Key employment law updates | March 2022
By Angharad Davies, Laura Tunks, Lowenna Carlson29 Mar 2022 | 2 minute read
Increases to National Minimum Wage and statutory payments from April 2022
Businesses should be aware of the increases to the National Minimum Wage/National Living Wage which will apply from 1 April 2022:
|Category||Current rate||New Rate from 1 April 2022|
|23 and over||£8.91||£9.50|
|21 to 22||£8.36||£9.18|
|18 to 20||£6.56||£6.83|
In addition, the following changes to statutory rates of pay will come into effect in April 2022:
|Type of pay||Effective date||Rate|
|Statutory maternity, paternity, adoption and shared parental pay||3 April 2022||£156.66 (each week)|
|Maximum statutory redundancy payment||6 April 2022||£17,130|
|Statutory Sick Pay||11 April 2022||£99.35 (each week)|
Increase of limits on tribunal awards from April 2022
The following increases will apply to tribunal awards from 6 April 2022:
|Type of tribunal award||Current rate||Rate from 6 April 2022|
|Statutory limit on a week's pay||£544||£571|
|Maximum basic award for unfair dismissal||£16,320||£17,130|
|Maximum compensatory award for unfair dismissal||£89,493||£93,878|
|Maximum basic award for certain automatically unfair dismissals||£16,320||£17,130|
Breaking the bias – in practice
March heralded International Women's Day, where the theme this year was "Break the Bias". The aim is to help create a more gender equal world championed by employees and employers. However, is this just another example of virtue signalling using a hashtag, without doing the work on the ground? Possibly…
The TUC reported in February that the gender pay gap means women work for free for nearly two months of the year, so there is clearly still work to do to address the gender pay gap. Employers stand to benefit from ensuring gender equality in their businesses as it can create a better environment to work in, more efficient and content staff, and ultimately may translate into increased profits.
So, what can businesses do to make a real change?
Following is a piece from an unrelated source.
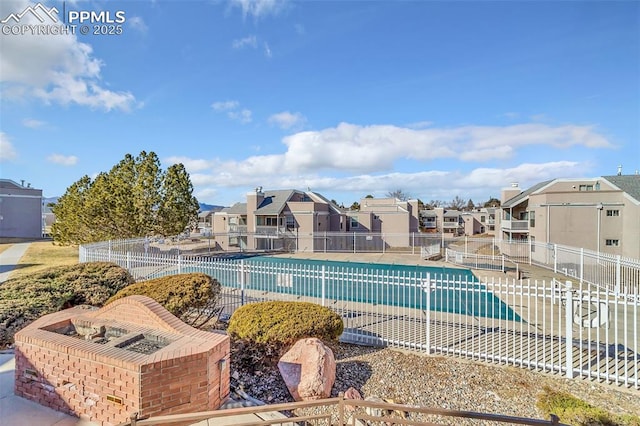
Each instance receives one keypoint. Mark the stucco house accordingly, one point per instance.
(600, 214)
(280, 219)
(20, 210)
We've set out some suggestions below:
- Ensure adequate policies and procedures are in place – e.g. a menopause policy or adequate flexible working practices.
- Ensure family friendly policies are clear and easily available
- Make employees aware of the bullying and harassment procedures/policies and consider introducing an anonymous reporting platform.
- Ensure diversity in interview panels.
- Complete an Equal Pay audit each year and tie it into Gender Pay Gap reporting.
- Appropriately train managers to help spot any issues/bias that may be operating.
- Publish salary details on all job adverts. The government is advocating this as part of its pay transparency pilot – for further details of this initiative, please see below.
Breaking down barriers for women - Government launches pay transparency pilot
On International Women's Day, the government launched an initiative to level up employment opportunities for women. The initiative aims to improve pay transparency in the job application process and help businesses to recruit women into their vacancies.
As part of the initiative, participating employers will run pilots aimed at closing salary gaps by publishing salaries on all job adverts. The government reports that that listing salary ranges on a job advert and not requesting applicants to disclose salary history makes it easier for women to negotiate pay on a fairer basis, which will in turn impact the closure of the pay gaps.
The government will also launch a new "returners" programme which will run for a minimum of two years and has been created to support women in STEM (science, technology, engineering, and maths) roles after they have taken time out to care for loved ones. The support plan to help women returning to STEM careers is designed to assist in keeping talented minds in STEM and improve representation.
PPE for workers – new regulations
Businesses need to be aware that The Personal Protective Equipment at Work (Amendment) Regulations 2022 ("PPER 2022") will come into force from 6 April 2022. This extends the rights under the PPER 1992 regulations to include limb (b) workers (workers who generally have a more casual employment relationship and work under a contract for service rather than a contract of employment).
The duties themselves remain unchanged but are extended. Employers should therefore note that they need to ensure appropriate PPE is provided to employees and workers. The workers themselves are also responsible for using the PPE properly, following training and instruction from the employer.